When Sports Meet Science
Human beings are capable of doing amazing things through sports. Look at sprinters running through the field or baseballs flying into the catcher's glove. The precision and power they show seem like magic. Whatever we do on earth, however, is governed by the rules of nature. In fact, science can explain a lot about the magic in sports.
The problem for humans is that the harder they hit the ground, the more time they spend in the air, which makes their steps longer but reduces the number of steps they can take. Therefore, maximum running speed is attained when the combination of force applied to the ground and stride frequency is optimal.
Unfortunately, this combination also depends on the runner's size, leg length, and other factors that vary among individuals. Many experts predict, however, that a human being could probably run the 100-meter sprint in just over nine seconds. Maybe future technology will help runners run even faster than they do today.
How Fast Can a Human Run 100 Meters?
Usain Bolt, the Jamaican sprinter, broke the world record for the 100-meter sprint in 2009, clocking a time of 9.58 seconds. Animals like the adult cheetah can run 100 meters in about six seconds. So what is the limit to how fast a human can run 100 meters?
Sports scientists say that sprinters' speed is influenced by how hard they hit the ground with their feet and by how many steps they take. Cheetahs do not hit the ground as hard as humans, but they can take twice as many steps as we do. This is why they can run fast.
Why Do Curlers Sweep the Ice?
"Hurry! Hurry up!" Two people with brooms furiously sweep the ice in front of a rock that slides across a sheet of ice. "Whoa!" The sweepers stop as the rock settles into the house. "Nice job!" All four players bump fists indicating success. Have you guessed the sport? It's called curling.
One might expect that a curling stone sliding across the ice would continue in a straight line according to Newton's first law of motion. However, the stone will begin to curl when it loses its speed even though it is three or four times as heavy as a bowling ball. This is why players have to direct the stone's path carefully, and they do this by sweeping.
By rubbing the ice with the broom, the sweepers are generating heat to reduce friction between the stone and the ice. This results in the stone going straighter and farther. If the sweepers stop, the stone begins to curl again. Although the house—the area where the curlers aim the stone—is often blocked by an opponent's stone, curling teams can actually guide one stone behind another, which is one of the major strategic elements to the game. The precision with which the team can control the direction and speed of the stone is a major factor in the strategy of the game.
The heat generated by the sweeping melts the ice, which reduces friction. Reduced friction helps the stone move farther.
Why Does a Baseball Have Stitches?
The batter swings and hits a foul ball into the stands. You reach up with your glove and catch it as other spectators clap and cheer. You look at the baseball with its smooth leather covering and bright red stitches. Do the stitches serve a purpose other than to keep the leather covering over the ball?
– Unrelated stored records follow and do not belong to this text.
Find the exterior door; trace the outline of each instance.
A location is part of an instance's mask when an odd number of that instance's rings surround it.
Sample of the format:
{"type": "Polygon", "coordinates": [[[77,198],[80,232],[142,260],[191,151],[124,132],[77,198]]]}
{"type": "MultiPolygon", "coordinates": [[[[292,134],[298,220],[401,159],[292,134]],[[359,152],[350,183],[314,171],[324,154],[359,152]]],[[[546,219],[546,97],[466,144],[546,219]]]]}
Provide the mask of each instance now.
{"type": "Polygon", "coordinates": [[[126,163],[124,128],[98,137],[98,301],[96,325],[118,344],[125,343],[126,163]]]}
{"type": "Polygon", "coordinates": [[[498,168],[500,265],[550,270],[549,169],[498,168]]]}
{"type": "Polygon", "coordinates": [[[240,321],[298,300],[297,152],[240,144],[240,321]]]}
A typical baseball has 108 double hand stitches. They serve more than just a decorative function. The stitches on a baseball actually affect the flight of the ball. Without them, a pitcher couldn't throw it as fast or as accurately.
When a round object like a ball is thrown, the front part of the ball hits the air, increasing the air pressure there while the air becomes thinner at the back of the ball, making the air pressure low. This difference in air pressure creates an unwanted effect called "drag" that literally drags the ball backward and slows it down. This is where the stitches come into play.
The stitches more or less scoop the air and direct it inwards towards the back of the ball. This effectively increases the net air pressure at the back of the ball, which reduces the drag. Further, as a baseball is released, the pitcher can put spin on the ball. As the ball spins, the stitches help the ball to fly in the direction the pitcher intends.
Technology Doping
Doping in sports usually involves drugs that players illegally take to gain an unfair advantage in performance. As technology advances, however, doping is done not only with drugs but also with their equipment. That's why the term 'technology doping' was coined, referring to any form of unfair advantage gained from technology by a player or a team.
In the 2008 Olympic swimming competitions, when 23 out of 25 world records were set by those in a particular swim suit, investigations concluded that it was a case of technology doping. Recently, in a 2016 international cycling event, a cyclist from Belgium was accused of technology doping when a small machine was found inside her bike frame that gave her extra power while she pedaled.
A specially designed swim suit or a small device in a bicycle clearly gives an unfair advantage. They only discourage athletes who train day and night to improve their performance. Such attempts should be banned in all sports competitions. In order to preserve and promote the core value of fair competition among players, the governing bodies of various sporting events should seek measures to prevent technology doping from entering into their events. Technology has not been developed as an illegal weapon for gaining an unfair advantage. It is to be used as a tool for progress.